Philosopher Raymond Moody coined the phrase ‘NDE’ back in 1975 —and even then, he noted the similarity between these and the psychedelic experience. Some have theorized that the brain released endogenous DMT at the point of dying, which accounts for all of the parallels. If true, this could offer researchers a deeper insight into the experience of dying without the obvious ethical dilemma of needing to almost kill people in order to do so.
Building on this theory, some have even suggested that time dilation induced by endogenous DMT at the point of death could offer the experience of an eternal ‘heaven’ or ‘hell’. Religious beliefs that good deeds or bad deeds will influence your afterlife destination would be reflected in your psychological condition having an influence on the trip that you experience.
Accepting Death and Your own Mortality
Truffle Report has already covered the newly-reported uses of psychedelics in palliative care. You can read about it here, and also here.

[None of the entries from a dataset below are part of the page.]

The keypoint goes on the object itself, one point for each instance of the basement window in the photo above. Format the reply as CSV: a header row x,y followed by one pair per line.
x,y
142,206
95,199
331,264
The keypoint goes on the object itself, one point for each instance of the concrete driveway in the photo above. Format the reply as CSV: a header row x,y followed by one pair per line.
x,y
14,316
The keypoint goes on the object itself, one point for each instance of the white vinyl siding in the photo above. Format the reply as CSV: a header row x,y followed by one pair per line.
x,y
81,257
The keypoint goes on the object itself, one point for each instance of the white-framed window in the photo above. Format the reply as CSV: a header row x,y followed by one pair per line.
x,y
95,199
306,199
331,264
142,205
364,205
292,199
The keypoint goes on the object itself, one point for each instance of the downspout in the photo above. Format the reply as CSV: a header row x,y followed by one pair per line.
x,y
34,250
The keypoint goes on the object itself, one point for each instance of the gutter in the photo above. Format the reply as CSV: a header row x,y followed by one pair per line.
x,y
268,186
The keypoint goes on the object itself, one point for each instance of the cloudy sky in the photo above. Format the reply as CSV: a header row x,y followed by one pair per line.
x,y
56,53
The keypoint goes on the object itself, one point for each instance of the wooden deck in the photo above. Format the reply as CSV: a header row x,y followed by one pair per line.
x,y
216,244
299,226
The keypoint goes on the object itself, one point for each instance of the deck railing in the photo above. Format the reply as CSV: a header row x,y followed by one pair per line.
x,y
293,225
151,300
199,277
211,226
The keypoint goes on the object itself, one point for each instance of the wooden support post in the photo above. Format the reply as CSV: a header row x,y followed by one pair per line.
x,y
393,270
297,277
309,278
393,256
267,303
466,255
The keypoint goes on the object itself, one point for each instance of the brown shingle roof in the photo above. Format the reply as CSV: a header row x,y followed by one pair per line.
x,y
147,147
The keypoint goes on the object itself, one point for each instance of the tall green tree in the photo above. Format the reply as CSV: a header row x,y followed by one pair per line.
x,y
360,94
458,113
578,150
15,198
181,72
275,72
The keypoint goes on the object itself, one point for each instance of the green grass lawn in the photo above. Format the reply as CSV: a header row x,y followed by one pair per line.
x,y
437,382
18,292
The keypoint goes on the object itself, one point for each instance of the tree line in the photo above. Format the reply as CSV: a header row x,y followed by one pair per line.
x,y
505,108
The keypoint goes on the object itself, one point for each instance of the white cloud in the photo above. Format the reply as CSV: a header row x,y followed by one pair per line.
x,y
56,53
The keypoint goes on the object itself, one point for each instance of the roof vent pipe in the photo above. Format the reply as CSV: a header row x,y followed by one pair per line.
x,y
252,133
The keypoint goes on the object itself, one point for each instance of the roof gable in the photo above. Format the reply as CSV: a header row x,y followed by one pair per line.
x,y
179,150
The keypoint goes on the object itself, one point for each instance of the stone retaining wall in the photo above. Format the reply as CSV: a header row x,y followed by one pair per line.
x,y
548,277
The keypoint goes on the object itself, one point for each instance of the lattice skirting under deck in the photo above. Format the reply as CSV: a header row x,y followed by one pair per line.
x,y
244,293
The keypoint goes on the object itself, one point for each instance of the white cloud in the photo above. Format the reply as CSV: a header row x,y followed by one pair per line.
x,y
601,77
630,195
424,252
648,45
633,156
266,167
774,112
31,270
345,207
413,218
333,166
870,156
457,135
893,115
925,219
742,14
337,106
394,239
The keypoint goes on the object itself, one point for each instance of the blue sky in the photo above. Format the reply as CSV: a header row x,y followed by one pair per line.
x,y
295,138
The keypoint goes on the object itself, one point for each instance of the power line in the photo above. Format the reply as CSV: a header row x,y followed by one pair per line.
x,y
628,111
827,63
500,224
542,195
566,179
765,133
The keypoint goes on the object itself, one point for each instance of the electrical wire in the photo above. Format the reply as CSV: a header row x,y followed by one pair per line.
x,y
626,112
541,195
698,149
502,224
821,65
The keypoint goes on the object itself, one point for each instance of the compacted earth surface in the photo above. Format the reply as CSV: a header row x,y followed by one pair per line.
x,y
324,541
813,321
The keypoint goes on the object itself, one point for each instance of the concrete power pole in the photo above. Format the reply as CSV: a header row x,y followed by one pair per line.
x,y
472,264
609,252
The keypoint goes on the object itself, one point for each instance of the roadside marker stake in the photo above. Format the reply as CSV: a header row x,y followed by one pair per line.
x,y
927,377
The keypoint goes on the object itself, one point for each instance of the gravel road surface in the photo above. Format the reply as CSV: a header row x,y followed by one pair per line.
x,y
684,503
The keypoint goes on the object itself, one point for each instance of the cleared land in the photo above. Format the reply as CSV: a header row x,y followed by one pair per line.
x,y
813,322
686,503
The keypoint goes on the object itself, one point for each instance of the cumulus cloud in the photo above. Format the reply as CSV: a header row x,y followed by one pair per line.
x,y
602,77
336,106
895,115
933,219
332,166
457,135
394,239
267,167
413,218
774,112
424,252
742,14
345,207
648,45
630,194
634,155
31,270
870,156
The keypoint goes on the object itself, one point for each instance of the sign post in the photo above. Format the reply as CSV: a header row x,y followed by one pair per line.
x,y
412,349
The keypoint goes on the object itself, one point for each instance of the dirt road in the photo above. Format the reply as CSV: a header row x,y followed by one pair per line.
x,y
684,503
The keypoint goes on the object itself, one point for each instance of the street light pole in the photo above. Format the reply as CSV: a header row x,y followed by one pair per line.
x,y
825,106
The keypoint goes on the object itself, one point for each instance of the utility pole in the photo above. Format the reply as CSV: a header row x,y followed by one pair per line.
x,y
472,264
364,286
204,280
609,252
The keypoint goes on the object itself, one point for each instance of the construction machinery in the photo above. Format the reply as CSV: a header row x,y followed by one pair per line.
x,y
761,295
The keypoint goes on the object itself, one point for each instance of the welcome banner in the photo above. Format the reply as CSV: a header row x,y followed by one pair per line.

Palliative care is an area of medicine that involves ensuring a terminal patient’s quality of life as they transition into death. As patients grapple with accepting their own death, conventional treatments like therapy or antidepressants usually require time to be effective —something palliative patients may not have.
Since the fear of one’s mortality often revolves around the loss of a sense of self, the experience of ego dissolution can help palliative patients greatly. After this experience, patients can experience a feeling of permanence —being part of a cycle. Best of all, the benefits are experienced in the short-term which makes it uniquely well-suited for treating patients with a terminal diagnosis.
The Great Beyond
Our subjective perceptions of death are influenced largely by the culture we are brought up in, as well as our personal predispositions. The psychedelic experience is also influenced by our preconceptions —hence, the principle of “set and setting”. Since our fears and attitude towards death and grief are mental constructs in their own way, psychedelics can offer us a new way of exploring these.
Maybe as we come to understand and make peace with the idea of death, we can learn to enjoy life even more.